Ah, Chez Panisse... what happened?
Meeting new friends T and S for dinner this evening, the general camaraderie and lusty, culinary conversation could not belie the fact that our California Icon is becoming a pale reflection of itself. I would like to believe that I am simply so jaded in being able to receive the finest of California's abundant produce and ingredients, that knowing I am walking into a temple of what should be arguably the finest ingredients available, would entitle me to one of the finest meals available. Sadly, this simply was not to be. However, starting our first heavily-vegetable course, we ordered a half-bottle of Spanish Albarino do Ferreiro which was perfectly light and clean; almost Sauvignon Blanc-like without the astringency.
After a bowl of Lucques Olives and Acme Bread, we were served our first course of grilled leeks with mustard vinaigrette, beets, and house-cured pancetta. Not listed in the ingredients but obviously an integral part which was included was hard-boiled egg. I am an intense leek aficionado but was initially concerned that the sultry leek flavor that I love so much was masked by the montage of other flavors which were far from cohesive. It was not that any one component was over-powering the rest, but the lifeless, limp leeks, in their stringy and chew state, did nothing to elevate the smallish chunks of yellow beet and occasional crouton. The bastion of fresh ingredients was beginning to falter.
For our next course, we ordered a full bottle of Vina Caneiro, Ribeira Sacra which was adequate, but far too young to show any depth or integration.
The main course of the evening was described as Daube d'agneau aux herbes; Cattail creek lamb shoulder with herb-scented soufflé, fall greens, and carrots Vichy-style. Being the showcase protein, the first bite I took was of the lamb. While tender, I was immediately overwhelmed with the saltiness of the sauce. After that, I was underwhelmed with the overall flavor of the lamb; it simply did not provide that unctuous lamb flavor one grows to expect from the Panisse experience. The herb soufflé proved to be the highlight of the evening but was far from groundbreaking. It was quite simply a very well-prepared, miniature herb soufflé; light, accessible, and with a perfectly-portioned amount of herbs where too many could have been its detriment. The "fall greens" as far as I could tell were simple braised Swiss chard (which I enjoyed) but the "Vichy-style" carrots were limp and mushy to a point just shy of that which one would find in a can. Here was an opportunity to demonstrate the freshness of an ingredient, and instead it was overcooked to become a lifeless, flaccid member.
We were given the option of a cheese course before our dessert. From St. Helena, Haiku, a goat's milk cheese, from Wisconsin came Marissa, a sheep's milk cheese, and another locally produced icon, Red Hawk from Cow Girl Creamery. The cheese was served with an accompanying bowl of chopped persimmons and three dates as well as a platter of thinly sliced nut bread. I still never bother with any flavored breads as a vehicle for cheeses, the dates themselves were the highlight of this course. The cheeses themselves, while not overtly bad in any regard, were simply too similar in their lack of depth as to distinguish themselves.

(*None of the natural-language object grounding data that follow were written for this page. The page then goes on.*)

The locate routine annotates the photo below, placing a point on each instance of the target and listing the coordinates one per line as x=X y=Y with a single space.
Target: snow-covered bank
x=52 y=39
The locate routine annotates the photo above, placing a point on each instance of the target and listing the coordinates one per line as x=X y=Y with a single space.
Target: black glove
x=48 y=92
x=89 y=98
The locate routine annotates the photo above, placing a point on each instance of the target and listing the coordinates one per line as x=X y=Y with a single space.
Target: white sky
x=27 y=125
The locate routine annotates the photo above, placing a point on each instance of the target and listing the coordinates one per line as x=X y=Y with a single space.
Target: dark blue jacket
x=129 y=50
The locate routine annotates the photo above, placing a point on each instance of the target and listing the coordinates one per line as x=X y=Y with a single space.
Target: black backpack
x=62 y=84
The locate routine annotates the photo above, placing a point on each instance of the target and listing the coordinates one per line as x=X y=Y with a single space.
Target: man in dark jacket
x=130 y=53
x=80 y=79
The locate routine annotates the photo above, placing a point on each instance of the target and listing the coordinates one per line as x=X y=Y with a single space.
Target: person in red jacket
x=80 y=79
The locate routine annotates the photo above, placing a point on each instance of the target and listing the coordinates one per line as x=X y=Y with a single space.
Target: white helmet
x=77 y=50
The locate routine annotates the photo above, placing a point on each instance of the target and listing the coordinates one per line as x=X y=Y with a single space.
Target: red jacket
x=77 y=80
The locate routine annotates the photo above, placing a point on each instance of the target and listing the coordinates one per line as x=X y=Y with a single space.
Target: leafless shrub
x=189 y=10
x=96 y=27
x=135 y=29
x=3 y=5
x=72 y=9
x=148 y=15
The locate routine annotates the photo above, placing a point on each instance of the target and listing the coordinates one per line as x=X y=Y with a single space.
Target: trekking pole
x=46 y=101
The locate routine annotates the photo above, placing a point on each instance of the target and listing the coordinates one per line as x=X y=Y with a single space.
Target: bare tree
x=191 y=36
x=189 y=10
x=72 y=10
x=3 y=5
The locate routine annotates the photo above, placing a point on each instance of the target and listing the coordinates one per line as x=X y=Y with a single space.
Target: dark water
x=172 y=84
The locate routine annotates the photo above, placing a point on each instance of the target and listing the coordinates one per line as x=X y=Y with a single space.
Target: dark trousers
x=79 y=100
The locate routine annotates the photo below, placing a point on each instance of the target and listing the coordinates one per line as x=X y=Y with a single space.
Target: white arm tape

The formal dessert course was listed as a poached pear tart with muscat sabayon. I only needed two or three bites of this to know there could be no salvation for the evening's catastrophe. The pears -- like the carrots -- were so far beyond their state of freshness as to invoke concepts of can-dom. To inspire and imply a fruit or vegetable is fresh, I believe a level of "toothiness" is required, akin to a great pasta being al dente. These pears exhibited the same insincere mushiness as our carrots. The crust was soggy and flavorless, and the muscat sabayon lacked any tang or sweetness as to even suggest any other ingredient than dairy. It was all so desperately sad.
We discussed and debated our meal during its transgression. The service -- far from being warm and inviting, was perfunctory and cold. Where was the spark that was missing? I had dined at Chez Panisse several times before and thought that perhaps my palate is simply becoming jaded, however my dining companions seemed as unimpressed as I; has this simply become a destination restaurant for the occasional diner and the tourist, the way travelers to Paris feel they must visit the Louvre? Like those who feel compelled to worship at any other venerated cathedral without the introspection of the implied worship, I believe the religion that is Chez Panisse has lived beyond its time and is a mythological anthem that no longer exists except in the reverence and adoration of its devotees. It is a religion of yesteryear.